Friday, January 08, 2010

MARRIED TO A STORYTELLER

When my right boot was on, and the left one was poised at the tip of a toe I said to David, “Maybe I should warn you that you are in the story I’m telling tonight.”
Story Café was starting in an hour and we were within moments of leaving the house.
“Oh no,” he said. “Don’t tell me.”
I was kind of glad to hear him say that. Really, I didn’t want to tell him, but at the last minute it seemed like I ought to give him some warning. After all, he’s a really good guy who supports everything I do in storytelling. Any time I earn a dollar at it he has generally spent two to make it possible. He arranges his holidays around the festivals I want to go to. He comes home earlier than usual on Story Café nights. So I owe him a lot. Trouble is, I tell a few stories about myself, and it’s hard to tell stories about yourself without making mention of a guy who’s been the main person in your life for 37 years.
“Well tell me,” he said. I guess I shouldn’t have taken him literally when he said not to tell him.
The thing about stories, I mean true stories, is that the facts sometimes fall a little short of supporting the truth—I mean, short of supporting the truth in a manner that makes a really good story. And what is the point of telling any story to people who’ve paid to be at a story event if it isn’t going to be a really good story? So sometimes you have to work with the facts a bit, just bring in facts that really could have happened, knowing the big picture, maybe using a fact or two that didn’t happen on the day that is the day in the story. And sometimes you don’t remember exactly what people said, I mean maybe you know what they might have meant if they had tried to say something, so you use some interesting words they probably said some time.
“You might find some of the facts to be a little different than you remember them,” I warned. I felt it was fair to give him a little warning. I hadn’t wanted to warn him, but then I worried that he might feel the need to adjust the story while I was telling it. That could be disturbing to the other listeners at the café table. Actually, I might have left him out altogether if I hadn’t been thinking of the other listeners. I knew that if he was with me and wasn’t in the story, they’d surely be wondering why he wasn’t in the story. It’s so complicated, this storytelling business.

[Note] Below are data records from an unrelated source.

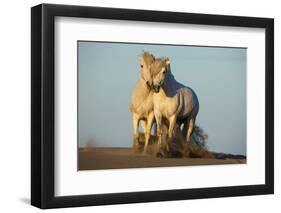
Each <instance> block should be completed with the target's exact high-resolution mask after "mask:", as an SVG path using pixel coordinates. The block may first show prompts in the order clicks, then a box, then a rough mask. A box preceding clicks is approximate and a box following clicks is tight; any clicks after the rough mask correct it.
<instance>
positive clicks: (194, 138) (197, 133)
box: [190, 125, 208, 148]
mask: <svg viewBox="0 0 281 213" xmlns="http://www.w3.org/2000/svg"><path fill="white" fill-rule="evenodd" d="M207 140H208V134H207V133H206V132H204V130H203V129H202V128H201V127H199V126H196V125H195V126H194V128H193V131H192V134H191V138H190V143H191V144H192V145H195V146H199V147H202V148H206V143H207Z"/></svg>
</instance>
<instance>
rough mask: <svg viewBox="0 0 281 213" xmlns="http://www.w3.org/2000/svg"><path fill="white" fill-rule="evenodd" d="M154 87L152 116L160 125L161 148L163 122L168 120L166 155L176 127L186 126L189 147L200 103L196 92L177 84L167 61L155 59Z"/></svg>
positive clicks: (161, 143) (181, 85)
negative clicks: (153, 115)
mask: <svg viewBox="0 0 281 213" xmlns="http://www.w3.org/2000/svg"><path fill="white" fill-rule="evenodd" d="M150 72H151V76H152V85H153V91H154V93H153V98H152V99H153V112H154V116H155V119H156V123H157V136H158V145H159V146H161V144H162V134H163V119H166V120H168V124H169V127H168V143H167V151H169V147H170V145H171V144H172V138H173V132H174V130H175V128H176V127H180V126H181V125H182V124H183V125H184V126H183V136H184V137H185V139H186V142H187V143H188V142H189V141H190V136H191V134H192V132H193V129H194V125H195V120H196V116H197V114H198V111H199V101H198V98H197V96H196V94H195V92H194V91H193V90H192V89H191V88H189V87H187V86H184V85H183V84H181V83H179V82H177V81H176V80H175V78H174V76H173V75H172V73H171V68H170V60H169V59H168V58H159V59H156V60H155V61H154V62H153V64H152V65H151V67H150Z"/></svg>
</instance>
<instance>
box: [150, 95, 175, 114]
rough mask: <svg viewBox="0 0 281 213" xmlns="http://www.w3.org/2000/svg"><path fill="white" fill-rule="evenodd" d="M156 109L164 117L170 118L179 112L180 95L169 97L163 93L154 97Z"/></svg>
mask: <svg viewBox="0 0 281 213" xmlns="http://www.w3.org/2000/svg"><path fill="white" fill-rule="evenodd" d="M153 104H154V109H155V110H156V111H158V112H160V113H161V114H162V115H163V116H164V117H166V118H168V117H170V116H172V115H175V114H177V112H178V107H179V104H178V97H177V96H174V97H167V96H164V95H162V94H161V93H159V94H156V95H154V97H153Z"/></svg>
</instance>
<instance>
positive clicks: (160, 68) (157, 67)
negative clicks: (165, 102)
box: [150, 58, 171, 93]
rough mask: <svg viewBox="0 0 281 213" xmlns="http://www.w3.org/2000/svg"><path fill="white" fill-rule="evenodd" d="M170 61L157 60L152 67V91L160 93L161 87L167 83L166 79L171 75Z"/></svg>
mask: <svg viewBox="0 0 281 213" xmlns="http://www.w3.org/2000/svg"><path fill="white" fill-rule="evenodd" d="M170 63H171V61H170V59H169V58H157V59H155V61H154V62H153V63H152V64H151V66H150V73H151V76H152V89H153V91H154V92H155V93H158V92H159V90H160V87H161V86H162V85H163V83H164V82H165V79H166V77H167V76H168V75H169V74H170V72H171V71H170Z"/></svg>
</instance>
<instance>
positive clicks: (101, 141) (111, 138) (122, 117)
mask: <svg viewBox="0 0 281 213" xmlns="http://www.w3.org/2000/svg"><path fill="white" fill-rule="evenodd" d="M142 51H149V52H151V53H153V54H154V55H155V56H156V57H160V56H166V57H169V58H170V59H171V70H172V73H173V75H174V76H175V78H176V79H177V80H178V81H179V82H181V83H183V84H185V85H186V86H189V87H191V88H192V89H193V90H194V91H195V92H196V94H197V96H198V99H199V102H200V110H199V113H198V116H197V120H196V123H197V125H198V126H200V127H201V128H203V129H204V131H205V132H206V133H207V134H208V136H209V139H208V143H207V145H208V147H209V149H210V150H213V151H218V152H227V153H234V154H244V155H245V154H246V55H247V49H245V48H222V47H200V46H175V45H156V44H155V45H154V44H153V45H148V44H127V43H109V42H108V43H107V42H86V41H79V42H78V124H79V137H78V144H79V147H83V146H85V145H86V144H87V143H88V141H89V140H91V141H94V145H95V146H98V147H130V146H131V144H132V140H133V125H132V118H131V114H130V110H129V101H130V97H131V93H132V90H133V87H134V85H135V83H136V81H137V79H138V78H139V62H138V56H139V55H140V54H141V53H142Z"/></svg>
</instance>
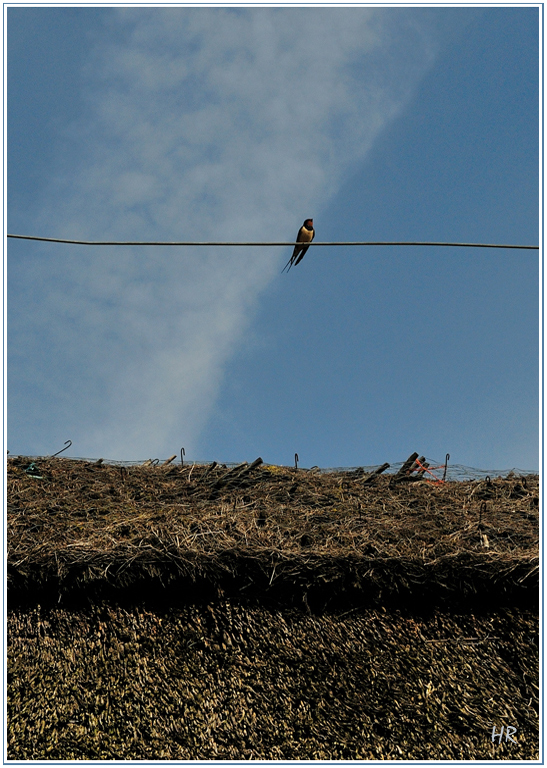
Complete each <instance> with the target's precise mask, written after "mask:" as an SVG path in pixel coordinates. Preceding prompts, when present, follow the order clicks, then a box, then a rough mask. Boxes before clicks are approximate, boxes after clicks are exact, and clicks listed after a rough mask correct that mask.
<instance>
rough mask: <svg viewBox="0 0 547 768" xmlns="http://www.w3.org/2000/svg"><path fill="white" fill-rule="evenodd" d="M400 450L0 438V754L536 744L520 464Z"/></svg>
mask: <svg viewBox="0 0 547 768" xmlns="http://www.w3.org/2000/svg"><path fill="white" fill-rule="evenodd" d="M413 466H414V465H412V466H411V467H410V468H409V469H408V470H404V471H402V468H401V467H400V468H399V469H398V470H397V471H396V472H395V473H392V474H391V475H383V474H374V472H367V471H365V470H364V469H357V470H355V471H336V470H335V471H331V472H320V471H317V470H315V471H312V470H308V471H303V470H295V469H290V468H287V467H275V466H265V465H263V464H262V463H261V461H258V460H257V461H255V462H253V463H252V464H245V463H244V464H240V465H236V466H226V465H222V466H219V465H214V464H212V465H195V466H184V467H181V466H180V465H178V466H174V465H172V464H168V465H165V466H154V465H153V464H152V465H150V464H149V465H148V466H142V465H141V466H139V465H129V466H120V465H113V464H105V463H104V462H102V463H94V462H90V461H75V460H70V459H63V458H41V459H35V460H31V459H30V457H16V458H10V459H9V460H8V468H7V490H8V514H7V523H8V636H7V644H8V698H7V701H8V721H7V733H8V744H7V749H8V758H9V759H14V760H44V759H56V760H77V759H81V760H84V759H87V760H89V759H118V760H131V759H132V760H147V761H150V760H165V759H171V760H181V759H182V760H215V759H218V760H238V759H239V760H250V759H255V760H319V759H321V760H385V759H400V760H405V759H406V760H435V761H438V760H485V759H487V760H498V759H507V760H538V759H539V750H538V732H539V720H538V713H539V671H538V665H539V644H538V613H537V609H538V586H539V578H538V574H539V552H538V528H539V526H538V518H539V481H538V477H537V476H521V477H519V476H517V475H516V474H515V473H513V474H512V475H511V476H509V477H505V478H501V477H494V476H493V475H492V476H491V477H488V478H486V477H484V478H480V479H474V480H463V481H462V480H459V481H455V480H450V481H449V482H445V483H442V482H441V483H436V482H433V483H429V482H427V481H426V480H425V479H424V478H425V477H426V474H425V473H423V472H422V473H421V474H419V473H418V472H417V471H415V469H414V470H413ZM502 726H503V727H507V726H510V727H511V728H515V729H516V731H513V733H514V735H515V736H516V738H515V740H514V741H509V740H507V738H505V739H504V738H501V739H499V740H497V741H495V742H494V741H492V732H493V731H492V729H493V728H494V729H495V730H496V732H497V734H500V731H501V728H502Z"/></svg>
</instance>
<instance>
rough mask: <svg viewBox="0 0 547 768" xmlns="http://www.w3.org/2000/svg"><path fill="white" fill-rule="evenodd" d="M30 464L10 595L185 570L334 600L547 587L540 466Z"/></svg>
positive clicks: (124, 588) (57, 598)
mask: <svg viewBox="0 0 547 768" xmlns="http://www.w3.org/2000/svg"><path fill="white" fill-rule="evenodd" d="M28 467H29V462H28V460H26V459H12V460H10V461H9V462H8V563H9V587H10V594H11V596H12V599H13V600H16V599H19V598H21V599H22V598H24V595H25V594H28V593H34V592H35V591H36V590H41V591H42V592H43V593H44V596H43V599H45V598H46V594H48V593H49V594H50V595H52V596H54V599H55V601H57V600H58V599H59V598H62V599H66V598H67V597H68V596H70V594H71V593H76V592H86V591H87V592H88V594H91V596H92V597H93V596H97V595H101V594H103V593H105V591H109V590H120V589H126V590H127V589H130V588H131V587H135V588H138V589H139V590H142V589H146V588H147V587H149V588H151V589H153V591H154V593H156V591H157V587H158V585H160V586H162V587H169V585H170V584H171V585H174V584H175V583H178V585H179V587H180V590H182V591H183V592H185V593H188V594H186V597H187V598H188V599H190V598H191V593H192V592H195V593H196V594H198V593H199V592H200V590H201V591H205V592H207V594H208V596H211V595H213V594H214V593H216V594H218V595H219V596H222V595H223V594H228V595H233V594H239V593H240V592H244V593H246V595H244V596H247V595H256V596H258V597H259V598H260V600H265V599H266V600H267V599H269V598H270V597H271V598H272V599H275V600H281V601H282V602H287V601H288V602H291V601H294V600H297V601H298V600H303V601H308V602H309V600H310V599H311V600H313V601H315V602H317V601H319V602H321V603H322V604H323V606H324V607H326V606H328V604H329V601H332V600H339V599H340V598H341V597H342V598H343V599H344V600H346V601H349V602H353V601H357V602H358V603H361V602H362V601H365V602H368V603H376V604H378V603H380V604H382V605H385V604H387V603H389V602H390V601H397V600H398V601H400V600H405V601H406V600H407V599H411V598H412V597H415V598H416V599H418V600H422V599H423V597H424V595H425V594H428V595H429V596H430V598H431V599H433V598H435V599H438V600H443V599H450V600H452V601H454V600H459V599H464V600H468V599H469V598H470V597H472V596H475V598H480V596H481V595H485V594H488V595H489V599H490V597H491V596H492V595H493V594H495V595H496V597H495V599H497V600H499V601H501V602H503V601H506V600H507V599H509V601H512V600H514V599H517V598H516V596H518V597H519V598H521V599H530V595H533V594H534V590H537V585H538V572H539V560H538V511H539V508H538V498H539V495H538V485H539V484H538V478H537V476H536V477H521V478H508V479H501V478H499V479H492V480H490V479H488V480H481V481H467V482H446V483H442V484H434V483H429V482H427V481H424V480H418V481H412V480H411V479H410V477H409V476H404V475H403V476H375V477H374V476H373V477H371V476H366V475H363V474H362V473H359V472H345V473H343V472H339V473H329V474H320V473H313V472H309V471H302V470H298V471H297V470H294V469H288V468H282V467H274V466H265V465H262V464H257V463H255V465H254V466H253V465H239V466H238V467H235V468H231V469H227V468H226V467H223V466H214V467H212V466H188V467H183V468H181V467H180V466H176V467H175V466H171V465H168V466H164V467H155V466H150V465H149V466H146V467H143V466H133V467H129V468H126V467H114V466H108V465H104V464H101V465H97V464H92V463H89V462H83V461H81V462H80V461H78V462H76V461H71V460H66V459H60V458H58V459H49V460H46V459H44V460H41V461H40V462H36V463H34V468H33V469H32V472H31V473H29V471H28ZM25 470H26V471H25ZM36 475H38V476H36ZM93 599H95V598H93ZM532 599H535V597H533V598H532ZM316 607H318V606H316Z"/></svg>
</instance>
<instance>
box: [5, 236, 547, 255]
mask: <svg viewBox="0 0 547 768" xmlns="http://www.w3.org/2000/svg"><path fill="white" fill-rule="evenodd" d="M8 237H12V238H14V239H17V240H39V241H41V242H45V243H66V244H68V245H148V246H157V245H169V246H178V247H181V246H203V245H207V246H215V247H218V246H238V247H240V246H250V247H253V248H262V247H264V246H266V247H270V246H289V245H290V246H294V245H299V243H295V242H292V241H291V242H283V243H237V242H235V243H226V242H223V243H220V242H206V243H203V242H199V243H196V242H189V241H180V242H178V241H176V242H165V241H139V240H134V241H132V240H128V241H122V240H65V239H63V238H59V237H35V236H33V235H8ZM321 245H328V246H334V245H336V246H339V245H342V246H343V245H349V246H356V245H360V246H366V245H421V246H445V247H446V246H449V247H454V248H515V249H520V250H525V249H527V250H536V251H537V250H539V245H506V244H494V243H436V242H427V243H418V242H405V241H395V242H380V241H372V240H367V241H358V242H333V243H309V247H310V248H314V247H315V246H321Z"/></svg>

He really wasn’t much in the story. The theme of the evening was Snow and Other Flakes. The story was about Sir John Franklin who got lost looking for the Northwest Passage, Lady Jane Franklin the wife who made Sir John famous, and a really stupid thing I once did. My husband wasn’t mentioned in the first draft, but somehow the whole thing didn’t seem to balance out if the Franklins were a couple and I was a single.
“You’re not much in the story,” I said reassuringly.
He didn’t say anything. I thought perhaps I hadn’t convinced him. I tried again. “You really have a small part, a bit part I’d say.”
“Mmmmmmhmmmmmmm!” he said. He said it in that all-expressive way that tells you a lot. Loosely translated, it meant, “You’re going to pay for this.”
Too late I recognized the trap I’d set myself. If he had to be in a story, he’d better be important. What does it mean if you’re not important in a story told by somebody for whom you’ve been the main man over 37 years?
“The story’s about me,” I said, seeing the need for a remedy. “How can a story be about me without also being about you?” I smiled a smile that I hoped was a seductive, flattering smile. Actually, I’ve never been much good with facial expressions.
“We’re going to be late if you don’t put on your other boot,” he said. He’s always a practical man when it comes to getting to Story Café. And even though he later said that it had been a good story, I do believe that it must be very difficult to be married to a storyteller.